Schemas are created by defining a `Record` object. Records are a set of named
fields (and their associated types). They can also contain lists of fields and
subrecords. Below is a very simple record:

```python
Record({
"name":String(required=True),
"address":SubRecord({
"street":String(),
"zipcode":ZipCode()
}),
"area_code":Integer(),
"emails":ListOf(EmailAddress()),
"enabled":Boolean(),
})
```

You will immediately notice a few things:

* Fields are instantiated classes and can take initialization options

* You can have customized fields (e.g., `EmailAddress`). These are useful for both
maintaining your sanity as well as adding additional validation logic.

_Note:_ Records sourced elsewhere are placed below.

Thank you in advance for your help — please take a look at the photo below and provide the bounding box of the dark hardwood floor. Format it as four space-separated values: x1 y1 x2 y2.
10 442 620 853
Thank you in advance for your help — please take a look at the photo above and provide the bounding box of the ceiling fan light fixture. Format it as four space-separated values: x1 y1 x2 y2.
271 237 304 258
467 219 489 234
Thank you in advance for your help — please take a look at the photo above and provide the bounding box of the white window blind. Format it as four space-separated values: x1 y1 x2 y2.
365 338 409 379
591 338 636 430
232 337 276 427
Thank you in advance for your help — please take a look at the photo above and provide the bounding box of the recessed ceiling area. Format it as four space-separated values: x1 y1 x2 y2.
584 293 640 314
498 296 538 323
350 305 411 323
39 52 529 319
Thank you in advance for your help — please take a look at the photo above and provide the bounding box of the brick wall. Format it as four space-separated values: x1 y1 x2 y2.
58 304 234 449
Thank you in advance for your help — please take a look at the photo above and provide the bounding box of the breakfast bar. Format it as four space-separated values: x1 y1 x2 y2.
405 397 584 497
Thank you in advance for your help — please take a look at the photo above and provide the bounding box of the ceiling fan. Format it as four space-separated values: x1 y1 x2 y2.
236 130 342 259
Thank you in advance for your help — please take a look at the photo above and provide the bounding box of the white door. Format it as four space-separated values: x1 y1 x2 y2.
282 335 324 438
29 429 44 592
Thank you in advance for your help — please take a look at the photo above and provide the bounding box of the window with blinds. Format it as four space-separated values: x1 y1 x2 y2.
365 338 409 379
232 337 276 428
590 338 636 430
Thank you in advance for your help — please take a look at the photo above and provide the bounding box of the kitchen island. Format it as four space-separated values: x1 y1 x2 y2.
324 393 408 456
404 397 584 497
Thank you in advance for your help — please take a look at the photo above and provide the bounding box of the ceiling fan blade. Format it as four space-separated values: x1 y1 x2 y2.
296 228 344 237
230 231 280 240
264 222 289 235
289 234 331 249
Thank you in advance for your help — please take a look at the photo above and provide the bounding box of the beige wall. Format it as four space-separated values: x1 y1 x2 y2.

These types are known as _leaves_ and you can find the full list here:
https://github.com/zmap/zschema/blob/master/zschema/leaves.py. You'll likely
notice that many are Elasticsearch themed (e.g., `EnglishString`,
`AnalyzedString`), but these will compile down to normal types in other systems
too.

One of the benefits of ZSchema is that you can define and embed subrecords
other places:

```python
address = SubRecord({
"street":String(),
"zipcode":ZipCode()
"country":String()
})

Record({
"name":String(required=True),
"business_address":ListOf(address),
"home_address":ListOf(address),
"area_code":Integer(),
"emails":ListOf(EmailAddress()),
"enabled":Boolean(),
})
```

One thing that needs to be careful of here is that all `address` entries here
point to the exact same Python object, so you cannot customize one without
changing all. To support this use case (which comes up frequently because
different fields will have different documentation), you can create a new `SubRecordType`:

```python

Address = SubRecordType({
"street":String(),
"zipcode":ZipCode()
"country":String()
})

Record({
home:Address(doc="Home Address"),
work:Address(doc="Work Address"),
})

```

Similar to `doc`, fields can have a description, examples, units, min/max
values, etc. A full list of attributes can be found here:
https://github.com/zmap/zschema/blob/master/zschema/leaves.py#L25.

Running Tests
=============

Tests are run with [pytest](https://docs.pytest.org/en/stable/). Run them via:
```zsh
pip3 install ".[tests]"
pytest
```

License and Copyright
=====================

ZSchema Copyright 2020 ZMap Team

Licensed under the Apache License, Version 2.0 (the "License"); you may not use
this file except in compliance with the License. You may obtain a copy of the
License at http://www.apache.org/licenses/LICENSE-2.0

Unless required by applicable law or agreed to in writing, software distributed
under the License is distributed on an "AS IS" BASIS, WITHOUT WARRANTIES OR
CONDITIONS OF ANY KIND, either express or implied. See LICENSE for the specific
language governing permissions and limitations under the License.